Une exposition majorée ?
Les avalanches et le bon ski partageant la même nécessité de pentes “suffisantes“, les remontées mécaniques sont régulièrement confrontées à des risques nivologiques jusqu’à devoir protéger spécifiquement certains pylônes. Les restructurations récentes des domaines skiables induisent aussi des alignements plus ambitieux qu’il s’agit donc de protéger en conséquence.
Le principal risque reste celui des avalanches coulantes de neige récente froide, normalement déclenchées et contrôlées dans le cadre des Plans d’intervention de déclenchement des avalanches (PIDA), dès ou juste après la chute. Avec cette qualité de neige, certains sites manifestent aussi rarement des aérosols potentiellement ravageurs (destruction du télésiège de Fontaine de Cotch à Gourette par l’avalanche du Z en février 2015).

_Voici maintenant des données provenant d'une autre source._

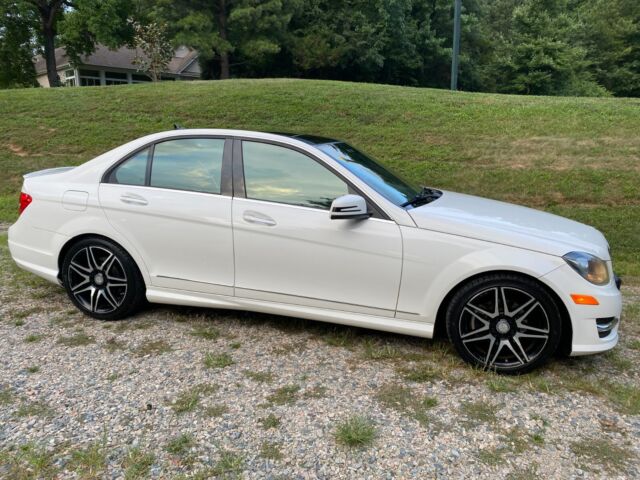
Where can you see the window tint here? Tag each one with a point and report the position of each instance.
(132, 171)
(282, 175)
(188, 164)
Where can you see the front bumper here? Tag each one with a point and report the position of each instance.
(585, 318)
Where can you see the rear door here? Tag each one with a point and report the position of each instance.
(287, 248)
(172, 202)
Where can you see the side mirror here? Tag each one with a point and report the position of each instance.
(349, 207)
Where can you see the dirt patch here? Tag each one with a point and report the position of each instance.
(17, 150)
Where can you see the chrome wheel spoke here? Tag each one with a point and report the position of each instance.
(524, 326)
(75, 287)
(477, 339)
(509, 345)
(79, 269)
(495, 355)
(106, 265)
(486, 358)
(93, 300)
(92, 259)
(110, 300)
(516, 341)
(479, 312)
(531, 335)
(522, 317)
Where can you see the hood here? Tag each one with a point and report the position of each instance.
(508, 224)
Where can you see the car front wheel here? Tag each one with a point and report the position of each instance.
(504, 322)
(102, 280)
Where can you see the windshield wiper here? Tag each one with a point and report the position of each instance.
(426, 195)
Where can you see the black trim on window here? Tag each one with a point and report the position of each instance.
(238, 174)
(147, 178)
(238, 170)
(226, 176)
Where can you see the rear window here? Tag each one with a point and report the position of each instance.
(132, 171)
(193, 164)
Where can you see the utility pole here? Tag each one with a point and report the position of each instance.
(456, 44)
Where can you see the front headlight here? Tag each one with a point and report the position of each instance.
(590, 267)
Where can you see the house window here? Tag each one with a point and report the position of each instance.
(115, 78)
(140, 78)
(89, 78)
(89, 81)
(69, 78)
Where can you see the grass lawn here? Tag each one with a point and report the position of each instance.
(578, 157)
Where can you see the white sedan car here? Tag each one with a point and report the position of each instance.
(310, 227)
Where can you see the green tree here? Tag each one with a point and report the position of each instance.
(610, 32)
(540, 55)
(89, 22)
(226, 32)
(17, 45)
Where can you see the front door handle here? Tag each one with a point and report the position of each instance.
(258, 218)
(133, 199)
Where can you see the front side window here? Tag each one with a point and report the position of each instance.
(281, 175)
(193, 164)
(132, 171)
(383, 181)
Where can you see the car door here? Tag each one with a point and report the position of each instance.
(169, 200)
(287, 248)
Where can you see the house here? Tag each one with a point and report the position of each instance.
(113, 67)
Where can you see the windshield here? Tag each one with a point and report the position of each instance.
(372, 173)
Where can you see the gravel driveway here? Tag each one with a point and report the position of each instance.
(205, 394)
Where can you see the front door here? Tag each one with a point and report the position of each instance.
(167, 201)
(288, 249)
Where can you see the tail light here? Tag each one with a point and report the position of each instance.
(25, 201)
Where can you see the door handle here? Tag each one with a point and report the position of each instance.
(133, 199)
(258, 218)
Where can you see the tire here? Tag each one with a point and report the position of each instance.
(102, 279)
(504, 322)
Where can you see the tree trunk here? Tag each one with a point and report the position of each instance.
(48, 9)
(222, 28)
(49, 35)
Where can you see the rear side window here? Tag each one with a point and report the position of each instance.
(193, 164)
(132, 171)
(282, 175)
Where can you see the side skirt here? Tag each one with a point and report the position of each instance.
(194, 299)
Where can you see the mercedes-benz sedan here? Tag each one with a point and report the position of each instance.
(311, 227)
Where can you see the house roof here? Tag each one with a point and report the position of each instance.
(121, 58)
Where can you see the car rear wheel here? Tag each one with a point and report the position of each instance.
(102, 280)
(504, 322)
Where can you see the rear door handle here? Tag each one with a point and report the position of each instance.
(258, 218)
(133, 199)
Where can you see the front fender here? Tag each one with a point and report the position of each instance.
(435, 263)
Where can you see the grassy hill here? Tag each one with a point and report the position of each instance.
(573, 156)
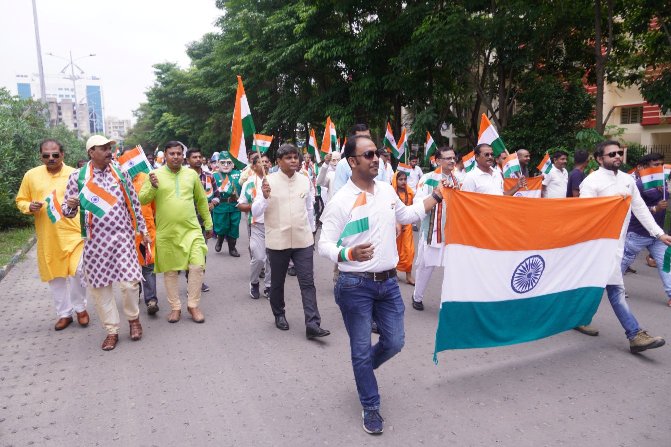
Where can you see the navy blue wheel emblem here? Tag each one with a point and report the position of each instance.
(527, 274)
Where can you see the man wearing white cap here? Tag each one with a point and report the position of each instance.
(110, 218)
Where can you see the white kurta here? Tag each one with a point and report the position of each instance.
(604, 182)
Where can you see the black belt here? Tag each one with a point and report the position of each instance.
(375, 276)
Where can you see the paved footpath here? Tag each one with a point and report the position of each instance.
(238, 381)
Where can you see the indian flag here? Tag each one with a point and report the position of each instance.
(404, 167)
(652, 177)
(95, 199)
(533, 189)
(469, 161)
(330, 140)
(545, 166)
(511, 165)
(242, 127)
(312, 147)
(262, 142)
(429, 147)
(390, 142)
(134, 161)
(54, 210)
(489, 135)
(403, 145)
(512, 286)
(358, 221)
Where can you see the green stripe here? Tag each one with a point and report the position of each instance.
(354, 227)
(498, 147)
(464, 325)
(667, 260)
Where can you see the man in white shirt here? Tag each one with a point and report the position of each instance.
(288, 216)
(484, 178)
(359, 233)
(415, 174)
(556, 181)
(256, 228)
(609, 181)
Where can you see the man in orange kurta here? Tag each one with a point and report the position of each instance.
(146, 257)
(60, 244)
(404, 242)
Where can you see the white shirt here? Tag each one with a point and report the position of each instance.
(414, 176)
(603, 183)
(384, 209)
(555, 183)
(483, 182)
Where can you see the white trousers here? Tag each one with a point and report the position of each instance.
(66, 301)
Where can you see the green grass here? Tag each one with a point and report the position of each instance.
(12, 241)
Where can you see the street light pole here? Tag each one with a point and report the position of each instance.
(74, 78)
(40, 68)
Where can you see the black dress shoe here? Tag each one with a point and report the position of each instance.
(281, 323)
(311, 333)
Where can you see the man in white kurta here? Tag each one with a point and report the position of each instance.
(609, 181)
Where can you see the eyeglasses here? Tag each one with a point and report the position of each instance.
(614, 153)
(369, 155)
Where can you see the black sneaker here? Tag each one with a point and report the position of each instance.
(417, 305)
(372, 422)
(152, 306)
(254, 291)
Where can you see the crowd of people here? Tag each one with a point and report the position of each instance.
(105, 226)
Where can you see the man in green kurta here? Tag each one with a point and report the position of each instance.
(226, 215)
(180, 244)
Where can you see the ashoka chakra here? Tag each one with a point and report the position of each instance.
(527, 274)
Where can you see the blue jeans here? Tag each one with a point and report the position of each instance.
(621, 309)
(361, 301)
(633, 245)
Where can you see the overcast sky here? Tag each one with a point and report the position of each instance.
(127, 36)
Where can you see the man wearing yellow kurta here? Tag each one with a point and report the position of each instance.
(180, 244)
(59, 245)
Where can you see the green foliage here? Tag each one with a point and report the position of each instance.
(23, 125)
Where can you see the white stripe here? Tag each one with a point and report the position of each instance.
(482, 275)
(488, 136)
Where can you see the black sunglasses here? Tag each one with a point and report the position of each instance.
(369, 155)
(614, 153)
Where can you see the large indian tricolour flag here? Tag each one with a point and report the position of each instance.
(529, 279)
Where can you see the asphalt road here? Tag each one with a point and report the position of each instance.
(238, 381)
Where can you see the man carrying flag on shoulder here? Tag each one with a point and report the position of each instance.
(180, 243)
(609, 181)
(59, 242)
(656, 199)
(432, 230)
(110, 218)
(359, 233)
(226, 215)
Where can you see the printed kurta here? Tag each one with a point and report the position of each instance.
(226, 215)
(178, 233)
(109, 252)
(59, 245)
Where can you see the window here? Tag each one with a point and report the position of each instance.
(631, 115)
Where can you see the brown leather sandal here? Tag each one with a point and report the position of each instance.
(110, 342)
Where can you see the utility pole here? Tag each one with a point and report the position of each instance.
(43, 87)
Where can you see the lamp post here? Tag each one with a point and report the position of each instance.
(74, 78)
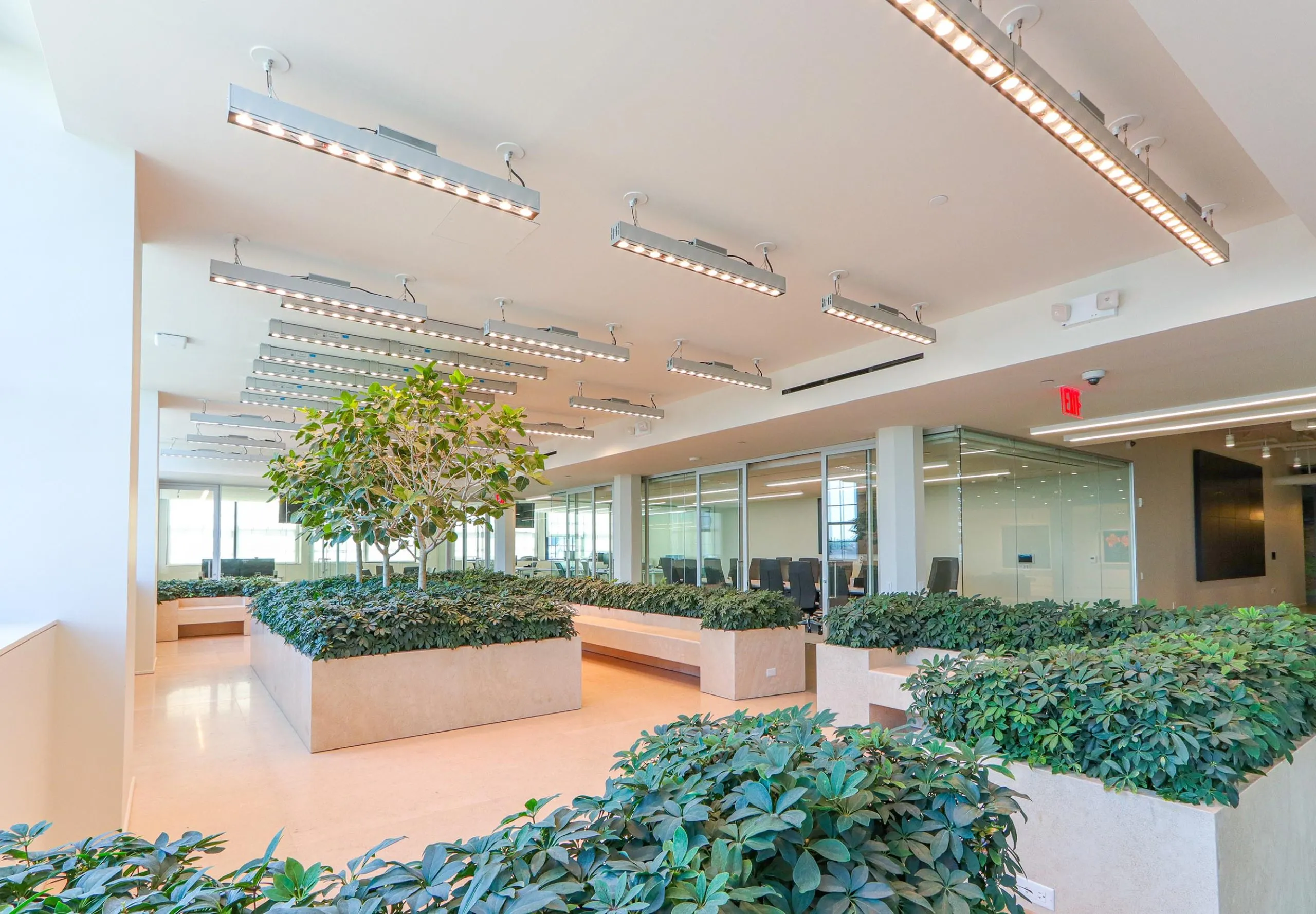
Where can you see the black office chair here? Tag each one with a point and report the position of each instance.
(805, 594)
(714, 573)
(944, 576)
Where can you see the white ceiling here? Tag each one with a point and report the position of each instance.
(824, 128)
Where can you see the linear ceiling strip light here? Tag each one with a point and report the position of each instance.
(214, 455)
(697, 257)
(977, 43)
(552, 342)
(386, 150)
(324, 291)
(400, 350)
(239, 441)
(880, 317)
(556, 429)
(351, 382)
(1181, 412)
(616, 406)
(719, 371)
(244, 421)
(366, 368)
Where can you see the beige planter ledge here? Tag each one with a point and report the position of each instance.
(866, 686)
(210, 612)
(352, 701)
(729, 665)
(1103, 851)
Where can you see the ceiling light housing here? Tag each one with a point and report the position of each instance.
(978, 44)
(385, 150)
(697, 257)
(239, 441)
(335, 295)
(399, 350)
(381, 371)
(244, 421)
(617, 406)
(557, 430)
(880, 317)
(553, 342)
(719, 371)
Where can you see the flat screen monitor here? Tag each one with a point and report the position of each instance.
(1230, 520)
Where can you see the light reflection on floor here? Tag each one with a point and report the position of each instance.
(214, 753)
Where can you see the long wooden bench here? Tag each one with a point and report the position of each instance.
(868, 686)
(202, 616)
(731, 665)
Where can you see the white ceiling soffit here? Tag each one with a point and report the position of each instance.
(1254, 66)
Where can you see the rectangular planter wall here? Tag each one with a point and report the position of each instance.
(1107, 851)
(352, 701)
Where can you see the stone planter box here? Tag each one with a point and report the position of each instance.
(1105, 851)
(865, 686)
(352, 701)
(215, 613)
(729, 665)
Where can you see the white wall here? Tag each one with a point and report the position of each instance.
(69, 255)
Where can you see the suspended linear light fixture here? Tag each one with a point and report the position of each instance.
(977, 43)
(552, 342)
(278, 356)
(399, 350)
(880, 317)
(385, 150)
(697, 255)
(718, 371)
(239, 441)
(244, 421)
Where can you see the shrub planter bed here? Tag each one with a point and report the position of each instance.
(1106, 851)
(351, 701)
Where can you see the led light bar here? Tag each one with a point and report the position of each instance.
(324, 291)
(553, 342)
(378, 370)
(239, 441)
(214, 455)
(386, 150)
(244, 421)
(719, 371)
(349, 382)
(400, 350)
(616, 406)
(880, 317)
(977, 43)
(556, 429)
(697, 257)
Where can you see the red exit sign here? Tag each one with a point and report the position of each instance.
(1072, 401)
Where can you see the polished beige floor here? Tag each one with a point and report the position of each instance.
(214, 753)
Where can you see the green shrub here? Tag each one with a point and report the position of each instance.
(212, 587)
(905, 621)
(337, 617)
(741, 816)
(1187, 710)
(719, 608)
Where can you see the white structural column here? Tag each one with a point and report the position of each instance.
(70, 255)
(902, 562)
(148, 529)
(504, 541)
(628, 529)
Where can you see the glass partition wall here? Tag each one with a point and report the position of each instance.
(1030, 521)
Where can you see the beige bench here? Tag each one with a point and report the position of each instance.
(731, 665)
(202, 616)
(868, 686)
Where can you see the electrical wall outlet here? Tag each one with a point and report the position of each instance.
(1036, 894)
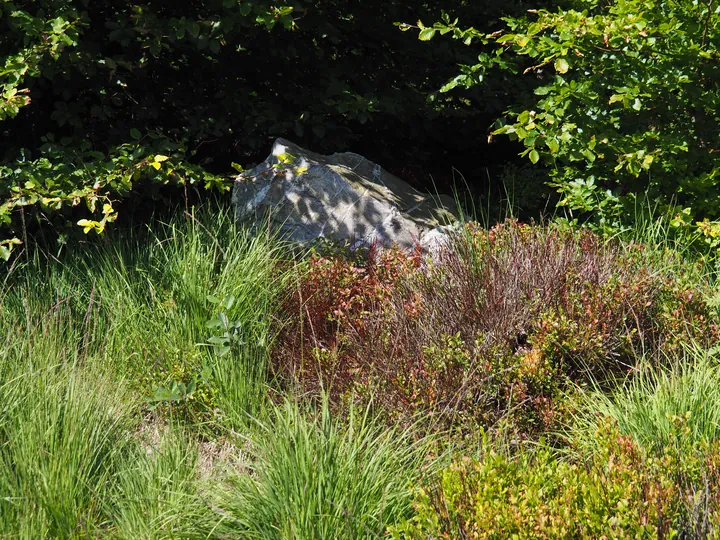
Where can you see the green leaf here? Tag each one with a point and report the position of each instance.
(561, 65)
(426, 34)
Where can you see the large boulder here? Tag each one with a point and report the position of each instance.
(344, 197)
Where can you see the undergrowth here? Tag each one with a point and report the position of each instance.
(194, 380)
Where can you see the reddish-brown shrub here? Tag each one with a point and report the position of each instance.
(496, 327)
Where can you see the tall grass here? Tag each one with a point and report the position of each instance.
(138, 303)
(322, 478)
(86, 338)
(157, 491)
(63, 433)
(676, 406)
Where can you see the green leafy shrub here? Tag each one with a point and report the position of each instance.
(498, 328)
(618, 492)
(318, 477)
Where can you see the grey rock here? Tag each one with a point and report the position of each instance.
(342, 197)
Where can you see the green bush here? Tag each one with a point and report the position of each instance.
(321, 478)
(618, 492)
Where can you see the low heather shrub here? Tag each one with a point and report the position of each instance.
(497, 328)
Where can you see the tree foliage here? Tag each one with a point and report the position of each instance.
(95, 95)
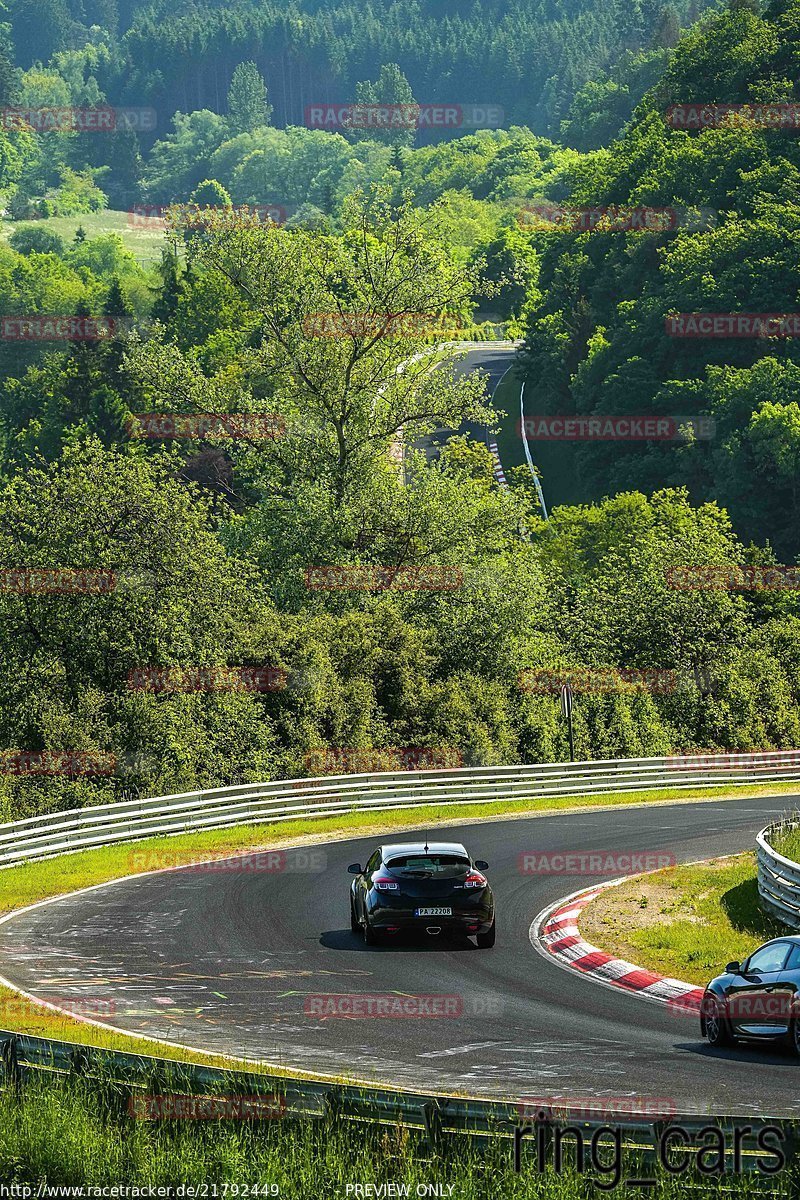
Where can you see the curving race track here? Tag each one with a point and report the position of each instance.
(227, 960)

Mais désormais, et en lien avec l’évolution climatique, de nouveaux “régimes“ notamment de température (gel des sols possiblement faible en début de saison, fluctuations de l’isotherme 0°C …) semblent dessiner une menace accrue des phénomènes de reptation ou d’avalanches coulantes de neige humide : celles-ci peuvent générer des efforts majorés sur les pylônes, et chacun a notamment en tête les images de la destruction des portiques de la gare de départ du télésiège de la Lauzière à Saint-François-Longchamp en mars 2012.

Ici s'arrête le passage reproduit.